This weather

These are highly variable days, if the variation you seek is gray and damp and cold, then this is the time for you. The time for this, alas, is not May.

… 7, 8, 9, 10 …

There. All better now. Anyway, as I so often say, now apparently a full six months out of the year, Michigan has one job: Keep Canada in Canada.

And for six months of the year Michigan is lousy at its job.

For the record, the first snowfall this past year was on Halloween. I’m still running an electric blanket 186 days later just to knock down the chill in the bedroom at night. Such that, when my lovely bride retires to the bedroom before me she asks if I would like it if she turned on the blanket on my side of the bed. “No, but thank you,” I say. While thinking “It is, after all, May.”

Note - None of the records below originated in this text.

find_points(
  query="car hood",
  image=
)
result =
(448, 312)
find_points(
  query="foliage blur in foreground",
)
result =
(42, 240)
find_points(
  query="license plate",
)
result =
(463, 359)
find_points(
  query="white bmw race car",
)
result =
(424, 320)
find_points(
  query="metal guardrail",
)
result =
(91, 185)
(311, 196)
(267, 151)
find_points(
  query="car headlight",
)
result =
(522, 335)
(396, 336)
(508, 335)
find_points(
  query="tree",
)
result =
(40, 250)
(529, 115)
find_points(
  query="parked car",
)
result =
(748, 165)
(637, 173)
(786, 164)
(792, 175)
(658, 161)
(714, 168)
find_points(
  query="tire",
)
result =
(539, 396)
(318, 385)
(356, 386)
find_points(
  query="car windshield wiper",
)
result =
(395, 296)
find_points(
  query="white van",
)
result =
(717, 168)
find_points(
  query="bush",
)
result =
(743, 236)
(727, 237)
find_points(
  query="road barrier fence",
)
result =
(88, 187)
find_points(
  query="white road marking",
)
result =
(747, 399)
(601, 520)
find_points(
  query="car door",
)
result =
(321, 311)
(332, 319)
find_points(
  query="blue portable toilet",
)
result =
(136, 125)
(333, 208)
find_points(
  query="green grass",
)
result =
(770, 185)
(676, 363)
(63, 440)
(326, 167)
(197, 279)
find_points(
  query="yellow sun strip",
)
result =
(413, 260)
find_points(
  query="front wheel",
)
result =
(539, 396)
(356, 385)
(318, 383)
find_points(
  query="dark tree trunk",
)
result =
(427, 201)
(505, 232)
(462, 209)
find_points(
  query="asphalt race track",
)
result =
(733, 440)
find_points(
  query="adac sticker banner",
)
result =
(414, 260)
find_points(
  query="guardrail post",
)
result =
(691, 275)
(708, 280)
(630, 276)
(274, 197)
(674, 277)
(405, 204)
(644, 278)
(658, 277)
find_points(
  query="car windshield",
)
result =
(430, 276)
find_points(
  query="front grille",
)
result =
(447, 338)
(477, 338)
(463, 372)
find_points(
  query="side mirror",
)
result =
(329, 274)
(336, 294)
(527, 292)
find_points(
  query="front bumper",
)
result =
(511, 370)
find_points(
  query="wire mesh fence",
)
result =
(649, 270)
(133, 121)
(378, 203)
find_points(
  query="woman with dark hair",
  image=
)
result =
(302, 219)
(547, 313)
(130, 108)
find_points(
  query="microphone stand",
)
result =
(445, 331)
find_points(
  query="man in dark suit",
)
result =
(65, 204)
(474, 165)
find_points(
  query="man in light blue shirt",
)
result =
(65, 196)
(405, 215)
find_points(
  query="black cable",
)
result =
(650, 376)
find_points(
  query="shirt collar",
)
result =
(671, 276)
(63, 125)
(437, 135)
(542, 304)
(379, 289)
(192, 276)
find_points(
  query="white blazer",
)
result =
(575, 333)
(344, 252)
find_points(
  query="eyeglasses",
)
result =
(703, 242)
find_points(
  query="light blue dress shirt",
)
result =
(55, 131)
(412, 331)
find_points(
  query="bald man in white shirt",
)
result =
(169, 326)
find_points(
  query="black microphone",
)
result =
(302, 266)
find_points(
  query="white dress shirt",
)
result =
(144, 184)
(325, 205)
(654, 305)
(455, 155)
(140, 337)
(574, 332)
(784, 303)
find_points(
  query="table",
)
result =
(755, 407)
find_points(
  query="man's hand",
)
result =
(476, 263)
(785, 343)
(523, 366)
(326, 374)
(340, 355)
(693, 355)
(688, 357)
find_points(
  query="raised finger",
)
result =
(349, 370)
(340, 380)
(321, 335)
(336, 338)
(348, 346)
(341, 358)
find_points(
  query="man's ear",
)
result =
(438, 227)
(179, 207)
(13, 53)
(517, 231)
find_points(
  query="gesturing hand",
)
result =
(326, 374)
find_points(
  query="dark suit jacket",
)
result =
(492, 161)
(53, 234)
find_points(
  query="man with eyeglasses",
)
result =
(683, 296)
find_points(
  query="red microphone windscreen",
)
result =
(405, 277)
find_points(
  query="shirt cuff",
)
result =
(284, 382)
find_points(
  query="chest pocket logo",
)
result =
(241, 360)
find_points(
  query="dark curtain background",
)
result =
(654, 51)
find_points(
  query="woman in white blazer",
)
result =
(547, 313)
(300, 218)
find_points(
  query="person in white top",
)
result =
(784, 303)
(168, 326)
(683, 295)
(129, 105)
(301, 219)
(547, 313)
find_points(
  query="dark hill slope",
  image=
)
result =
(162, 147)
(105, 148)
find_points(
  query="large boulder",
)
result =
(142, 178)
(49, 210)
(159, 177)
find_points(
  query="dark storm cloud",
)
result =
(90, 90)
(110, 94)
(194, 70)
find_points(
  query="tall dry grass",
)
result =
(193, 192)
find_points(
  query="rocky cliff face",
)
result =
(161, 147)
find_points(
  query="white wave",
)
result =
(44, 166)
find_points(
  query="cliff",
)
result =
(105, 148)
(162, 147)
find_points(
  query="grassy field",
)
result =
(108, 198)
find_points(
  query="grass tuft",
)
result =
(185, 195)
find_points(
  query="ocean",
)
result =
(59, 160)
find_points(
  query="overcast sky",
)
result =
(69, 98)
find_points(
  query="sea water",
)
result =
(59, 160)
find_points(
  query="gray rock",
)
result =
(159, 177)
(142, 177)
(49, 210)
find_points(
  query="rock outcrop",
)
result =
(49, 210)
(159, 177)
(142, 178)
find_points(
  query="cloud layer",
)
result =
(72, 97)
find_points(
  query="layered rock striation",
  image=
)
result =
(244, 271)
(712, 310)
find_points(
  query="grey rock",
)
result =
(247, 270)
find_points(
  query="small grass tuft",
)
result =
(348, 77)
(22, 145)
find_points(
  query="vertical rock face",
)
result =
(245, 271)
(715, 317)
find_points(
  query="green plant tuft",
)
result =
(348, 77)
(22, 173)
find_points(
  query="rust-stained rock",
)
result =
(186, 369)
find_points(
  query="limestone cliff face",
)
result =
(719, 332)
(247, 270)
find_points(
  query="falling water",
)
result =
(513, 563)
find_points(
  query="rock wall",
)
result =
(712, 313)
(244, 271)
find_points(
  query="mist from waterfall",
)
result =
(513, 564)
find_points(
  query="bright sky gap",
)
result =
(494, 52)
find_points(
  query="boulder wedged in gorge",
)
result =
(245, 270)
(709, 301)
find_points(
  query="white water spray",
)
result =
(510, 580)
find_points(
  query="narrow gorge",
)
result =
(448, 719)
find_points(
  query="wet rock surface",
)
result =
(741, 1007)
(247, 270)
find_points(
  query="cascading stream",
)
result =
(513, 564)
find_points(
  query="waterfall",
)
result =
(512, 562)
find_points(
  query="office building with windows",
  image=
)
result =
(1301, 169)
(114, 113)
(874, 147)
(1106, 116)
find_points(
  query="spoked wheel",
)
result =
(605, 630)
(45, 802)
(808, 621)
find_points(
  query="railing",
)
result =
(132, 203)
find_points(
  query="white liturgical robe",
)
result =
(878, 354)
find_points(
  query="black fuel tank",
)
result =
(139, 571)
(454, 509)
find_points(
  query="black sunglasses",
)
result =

And then I retire to the bedroom later, after working on this or that or typing away at this or that or just staring at the wall and discover it is cold bordering on silly in the bedroom and I go to sleep with the blanket on the third highest setting.

In, once again, May.

We said in March, “Ya know, if you have to stay at home and stay inside, at least this is the time of year to do it.” Sitting at home calculating the scant few hours of gray not-night probably would summon ill spirits. We lost out on the end of the school year, saying goodbye to a crop of students, and we’re losing spring because ‘Thanks, Michigan’ and a lot of the early long days because of the weather. And those senses of loss, big and small, will somehow compound upon themselves. These aren’t the really important things we’re losing, loses which will be a burr in the psyche for the entire age, I fear.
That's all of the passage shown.